Vor dem Bezahlen drei Zeilen vollständig lesen
Dieselbe Unterkunft kann kostenlose Stornierung, teilweise Erstattung und nicht erstattbare Raten gleichzeitig anbieten. „Kostenlos stornierbar“ gilt nur bis zur angezeigten Frist in der maßgeblichen Ortszeit. Eine nicht erstattbare Rate passt nur, wenn die Reise sehr sicher ist und der Preisabstand das Änderungsrisiko wirklich ausgleicht.
Für Unterkünfte in Deutschland nennen die aktuellen Booking.com-Bedingungen bei nicht kostenlos stornierbaren Buchungen oder Nichtanreise eine angemessene Entschädigung, pauschal 90% des Buchungspreises. Reisende können nach den Bedingungen nachweisen, dass kein oder ein geringerer Schaden entstanden ist. Das ist keine vereinfachte Zusage, dass jede Buchung automatisch gleich abgerechnet wird; maßgeblich bleiben die beim Abschluss angezeigte Rate und die anwendbaren Rechte.
Prüfe außerdem, wer abbucht, wann die Belastung erfolgt und ob zunächst nur vorautorisiert wird. Eine verlangte Vorauszahlung kann schon bei der Buchung eingezogen oder reserviert werden und nicht erstattbar sein. Weicht die Kartenwährung von der Zahlungswährung ab, kann zusätzlich eine Umrechnungsgebühr der Bank oder des Zahlungsanbieters entstehen.
Änderungen und Zahlungen im offiziellen Kanal halten
Der Unterkunftsvertrag wird in der Regel direkt mit dem Leistungserbringer geschlossen; Booking.com betreibt die Plattform und verwaltet die Buchungsinformationen. Sonderwünsche, späte Anreise, Babybett oder Zimmer nebeneinander sind deshalb erst belastbar, wenn die Unterkunft sie bestätigt.

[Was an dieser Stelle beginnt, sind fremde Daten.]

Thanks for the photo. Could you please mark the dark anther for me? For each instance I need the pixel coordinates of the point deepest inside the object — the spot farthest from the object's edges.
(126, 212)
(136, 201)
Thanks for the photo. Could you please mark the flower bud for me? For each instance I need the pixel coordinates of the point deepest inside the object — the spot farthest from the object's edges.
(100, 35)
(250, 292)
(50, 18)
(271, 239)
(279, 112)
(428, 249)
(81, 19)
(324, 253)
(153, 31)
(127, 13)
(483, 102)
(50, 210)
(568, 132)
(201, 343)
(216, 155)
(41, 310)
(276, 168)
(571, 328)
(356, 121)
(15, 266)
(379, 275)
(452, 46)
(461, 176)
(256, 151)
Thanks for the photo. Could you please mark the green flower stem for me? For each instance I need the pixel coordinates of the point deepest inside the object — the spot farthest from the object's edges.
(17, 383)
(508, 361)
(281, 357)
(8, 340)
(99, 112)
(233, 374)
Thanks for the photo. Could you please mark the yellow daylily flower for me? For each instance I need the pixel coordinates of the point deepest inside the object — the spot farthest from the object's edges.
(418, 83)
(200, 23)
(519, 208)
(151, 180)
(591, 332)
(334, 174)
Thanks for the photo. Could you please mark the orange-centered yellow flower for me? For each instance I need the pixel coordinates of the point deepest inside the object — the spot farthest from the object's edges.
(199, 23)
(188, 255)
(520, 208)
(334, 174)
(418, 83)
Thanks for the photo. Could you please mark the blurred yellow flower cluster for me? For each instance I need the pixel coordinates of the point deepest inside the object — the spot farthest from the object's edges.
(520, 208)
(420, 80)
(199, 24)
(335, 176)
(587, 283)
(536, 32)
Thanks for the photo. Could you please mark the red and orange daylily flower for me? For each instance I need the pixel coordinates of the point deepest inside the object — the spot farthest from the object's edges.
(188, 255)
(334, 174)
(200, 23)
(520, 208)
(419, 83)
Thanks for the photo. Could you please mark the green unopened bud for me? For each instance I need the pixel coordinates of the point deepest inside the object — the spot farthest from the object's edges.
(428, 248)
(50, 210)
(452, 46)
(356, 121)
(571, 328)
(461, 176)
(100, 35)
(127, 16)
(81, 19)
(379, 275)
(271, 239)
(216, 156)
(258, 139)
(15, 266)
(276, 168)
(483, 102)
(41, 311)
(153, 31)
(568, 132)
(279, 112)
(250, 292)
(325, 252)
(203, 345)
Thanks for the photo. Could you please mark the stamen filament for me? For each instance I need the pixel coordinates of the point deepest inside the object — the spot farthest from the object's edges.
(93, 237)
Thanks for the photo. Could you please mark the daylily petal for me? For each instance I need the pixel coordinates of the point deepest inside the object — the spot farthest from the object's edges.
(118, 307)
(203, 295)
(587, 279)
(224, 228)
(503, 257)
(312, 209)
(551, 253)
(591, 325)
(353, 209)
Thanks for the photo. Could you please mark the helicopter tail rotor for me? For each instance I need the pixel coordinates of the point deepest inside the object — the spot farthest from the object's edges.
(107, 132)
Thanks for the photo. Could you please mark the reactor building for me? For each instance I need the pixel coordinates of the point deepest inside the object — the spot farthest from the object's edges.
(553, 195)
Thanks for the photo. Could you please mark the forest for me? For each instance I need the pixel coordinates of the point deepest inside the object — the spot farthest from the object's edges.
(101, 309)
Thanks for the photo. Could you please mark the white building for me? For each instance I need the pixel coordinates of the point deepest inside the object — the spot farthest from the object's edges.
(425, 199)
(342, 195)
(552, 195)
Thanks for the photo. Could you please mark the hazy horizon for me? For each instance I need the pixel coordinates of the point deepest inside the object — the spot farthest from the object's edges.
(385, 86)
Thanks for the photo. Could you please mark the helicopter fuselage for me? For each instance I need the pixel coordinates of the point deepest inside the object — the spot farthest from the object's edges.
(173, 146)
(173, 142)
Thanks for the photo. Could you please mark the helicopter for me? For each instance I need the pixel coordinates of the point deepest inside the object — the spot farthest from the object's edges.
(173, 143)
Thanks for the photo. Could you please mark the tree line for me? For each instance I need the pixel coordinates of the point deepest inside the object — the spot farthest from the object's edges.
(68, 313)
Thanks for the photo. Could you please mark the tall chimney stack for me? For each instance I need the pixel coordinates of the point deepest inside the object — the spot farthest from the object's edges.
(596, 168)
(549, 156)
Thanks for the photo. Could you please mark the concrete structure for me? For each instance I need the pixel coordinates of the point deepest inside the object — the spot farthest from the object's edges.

Nutze das Nachrichtensystem und sichere Bestätigung, Preis, Stornierungsregel und Antworten.
Die Booking.com-Sicherheitshinweise stellen klar: Für eine rechtmäßige Zahlung oder Buchungsänderung sollen keine Kreditkartendaten per E-Mail, Telefon, SMS oder WhatsApp weitergegeben werden. Auch eine Überweisung, die von der Zahlungsangabe in der Bestätigung abweicht, ist ein Warnsignal. Bei einer dringenden Nachzahlungsaufforderung zuerst die Buchung in App oder Website öffnen und dann den offiziellen Support oder die Plattformnachrichten verwenden.

Stimmt vor Ort Zimmer, Sauberkeit oder Ausstattung nicht mit der Buchung überein, dokumentiere den Mangel und sprich die Unterkunft sofort an. Bleibt das Problem ungelöst, öffne den Booking.com-Kundenservice aus der Buchung heraus. Während des Aufenthalts lässt sich der Sachverhalt meist besser klären als erst nach der Abreise.
Für wen Booking.com gut passt – und für wen weniger
Gut geeignet: für Reisende, die Hotels, Apartments und Ferienunterkünfte in einer Suche bündeln, aktuelle Bewertungen gezielt lesen, Genius ohne Zusatzbuchungen erreichen und Bestätigungen sowie Nachrichten an einem Ort verwalten möchten.
Weniger geeignet: wenn du einheitliche Storno-, Zahlungs- und Serviceregeln für jede Unterkunft erwartest, Bedingungen nicht einzeln prüfen möchtest, nur nach dem niedrigsten Suchpreis buchst oder bei unsicherer Reiseplanung ausschließlich nicht erstattbare Raten ansiehst.
Meine Reihenfolge vor der Buchung
- Datum, Personenzahl und Kinderalter korrekt eintragen und notwendige Ausstattung filtern.
- Drei bis fünf Unterkünfte auswählen und aktuelle, situationsrelevante Bewertungen lesen.
- Anmelden und Genius prüfen, aber identische Endpreise vergleichen.
- Stornofrist, Nichtanreise, Vorauszahlung und Kaution vollständig lesen.
- Zahlungswährung, Abbucher und noch vor Ort fällige Abgaben kontrollieren.
- Sonderwünsche über Nachrichten bestätigen lassen, nicht nur ins Bemerkungsfeld schreiben.
- Bestätigung speichern und ungewöhnliche Zahlungsaufforderungen zuerst im Konto prüfen.
Der größte Nutzen von Booking.com liegt darin, aus sehr vielen Unterkünften schnell eine belastbare Auswahlliste zu machen. Abzeichen helfen beim Sortieren; Endpreis, Bedingungen und Unterkunftsnachweise treffen die Entscheidung.